HB 1077, the bill that would have armed faculty and staff on Arkansas college campuses, failed in committee on Thursday, February 5. The vote split, 10-10, needing eleven votes to pass. The bill would have replaced Act 226 (2013), which offered the Boards of Trustees the sensible option of deciding for themselves whether their campuses would allow guns. After all, the Boards are in the business of governance, and they have acquitted their task admirably over the years. We have a public higher-education system that we all justifiably point to with pride. And it's getting stronger every year, despite the struggles facing higher education across the country, and particularly in the south.
In fact, during the two years that the law was on the books, every Board voted to prohibit their faculty and staff from carrying concealed handguns.
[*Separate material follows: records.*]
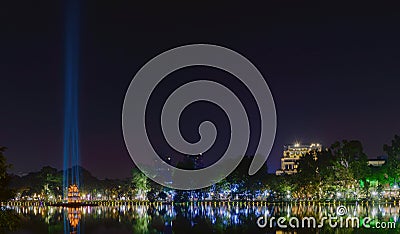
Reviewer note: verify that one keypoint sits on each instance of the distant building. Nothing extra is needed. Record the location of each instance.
(377, 162)
(292, 154)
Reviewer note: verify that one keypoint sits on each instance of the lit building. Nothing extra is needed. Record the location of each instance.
(292, 154)
(73, 194)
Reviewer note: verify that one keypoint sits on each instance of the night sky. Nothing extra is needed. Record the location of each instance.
(334, 72)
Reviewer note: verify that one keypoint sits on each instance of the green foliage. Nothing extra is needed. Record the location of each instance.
(140, 183)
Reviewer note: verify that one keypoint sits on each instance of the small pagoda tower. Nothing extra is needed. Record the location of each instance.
(74, 195)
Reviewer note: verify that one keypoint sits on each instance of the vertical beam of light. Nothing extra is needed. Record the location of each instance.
(71, 128)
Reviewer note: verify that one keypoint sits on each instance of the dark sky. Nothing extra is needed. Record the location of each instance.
(333, 71)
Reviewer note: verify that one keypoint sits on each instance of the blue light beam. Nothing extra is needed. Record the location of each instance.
(71, 127)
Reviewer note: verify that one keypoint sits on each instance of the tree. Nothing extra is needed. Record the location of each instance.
(140, 184)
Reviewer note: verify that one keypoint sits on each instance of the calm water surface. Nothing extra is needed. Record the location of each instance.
(191, 218)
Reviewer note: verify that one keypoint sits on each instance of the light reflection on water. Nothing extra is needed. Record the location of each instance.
(188, 217)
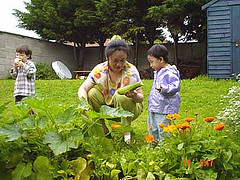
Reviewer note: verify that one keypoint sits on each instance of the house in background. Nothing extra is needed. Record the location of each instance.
(223, 38)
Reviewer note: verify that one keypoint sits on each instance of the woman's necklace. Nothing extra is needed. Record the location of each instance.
(114, 77)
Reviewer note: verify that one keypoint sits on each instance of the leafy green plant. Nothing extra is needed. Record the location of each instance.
(55, 140)
(44, 71)
(230, 114)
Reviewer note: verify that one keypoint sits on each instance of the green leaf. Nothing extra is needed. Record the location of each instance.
(180, 146)
(27, 123)
(55, 142)
(150, 176)
(227, 166)
(83, 104)
(12, 131)
(60, 145)
(42, 122)
(141, 175)
(77, 166)
(66, 116)
(22, 171)
(108, 112)
(114, 174)
(42, 168)
(95, 130)
(229, 155)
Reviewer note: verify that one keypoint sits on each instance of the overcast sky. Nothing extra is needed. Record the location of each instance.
(8, 22)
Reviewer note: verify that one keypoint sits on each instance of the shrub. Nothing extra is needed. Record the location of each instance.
(231, 111)
(44, 71)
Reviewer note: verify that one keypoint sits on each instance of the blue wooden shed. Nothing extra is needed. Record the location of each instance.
(223, 38)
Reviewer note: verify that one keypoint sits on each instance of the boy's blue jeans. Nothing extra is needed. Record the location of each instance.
(154, 120)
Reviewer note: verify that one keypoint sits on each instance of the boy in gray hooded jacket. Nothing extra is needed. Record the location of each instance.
(164, 95)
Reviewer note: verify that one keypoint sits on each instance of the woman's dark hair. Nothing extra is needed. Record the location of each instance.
(25, 49)
(158, 51)
(116, 45)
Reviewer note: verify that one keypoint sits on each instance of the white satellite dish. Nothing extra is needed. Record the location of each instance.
(61, 70)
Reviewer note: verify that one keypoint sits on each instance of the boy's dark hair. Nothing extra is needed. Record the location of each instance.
(158, 51)
(116, 45)
(25, 49)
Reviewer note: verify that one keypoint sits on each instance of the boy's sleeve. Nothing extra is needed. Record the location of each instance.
(29, 68)
(13, 72)
(170, 85)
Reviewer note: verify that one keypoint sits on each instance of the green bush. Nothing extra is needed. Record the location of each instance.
(45, 71)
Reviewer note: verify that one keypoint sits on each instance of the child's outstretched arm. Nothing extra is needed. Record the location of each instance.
(29, 68)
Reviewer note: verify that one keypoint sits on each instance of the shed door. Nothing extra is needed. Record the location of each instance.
(235, 38)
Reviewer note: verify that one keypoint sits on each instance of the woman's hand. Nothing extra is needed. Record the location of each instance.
(131, 94)
(136, 95)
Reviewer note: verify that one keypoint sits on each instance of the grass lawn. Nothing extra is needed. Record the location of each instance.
(201, 95)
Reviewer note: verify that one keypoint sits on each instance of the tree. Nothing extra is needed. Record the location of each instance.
(61, 20)
(129, 19)
(182, 18)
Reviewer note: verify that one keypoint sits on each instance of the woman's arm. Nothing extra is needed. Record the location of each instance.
(84, 88)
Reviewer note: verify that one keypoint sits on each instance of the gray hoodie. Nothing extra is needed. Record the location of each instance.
(166, 100)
The will of the people most directly affected by this legislation spoke clearly and with one voice: no amateur carry on our campuses.
Most of us suspected that the bill would resurface in some form after Thursday's defeat. Two
pieces of information have appeared recently that are important.
- This bill was supported by the NRA, the gun-industry's most powerful lobby. In their announcement, the NRA both praised Representative Collins, "who worked tirelessly to promote this legislation." The NRA also promised to work with Representative Collins to further their plans to place guns on college campuses.
- Representative Collins, in an interview Friday, said that he might re-work the current bill, reaching out to current members of the Education Committee, or as he said, "I might just add in some things expanding concealed carry to other locations that have nothing to do with colleges," a move that could justify his sending it to a committee that is stacked with Republicans sympathetic the NRA's agenda. That wouldn't be difficult to do.
Let's make absolutely certain that we understand what is happening here: if Collins can't get the Boards of Trustees to opt into his law, which they have unanimously and resolutely refused to do, then he'll take away (in HB 1077) the Boards' power to govern themselves and their colleges; and if he can't convince his committee to approve his bill, then he'll change the committee to one that conforms to his and the NRA's agenda.
Isn't there a relevant story about the little boy who, when things didn't go his way, took his ball and went home?
Except Representative Collins and the NRA aren't going home. They're moving into the state of Arkansas, lock, stock, and barrel, and I'm not speaking figuratively.
Governmental over-reach, centralized power, and the beltway agendas of the NRA, one of the nation's most powerful lobbies—these are the watchwords that govern this kind of legislative behavior.
And if this legislation is successful, our state will be the poorer for it.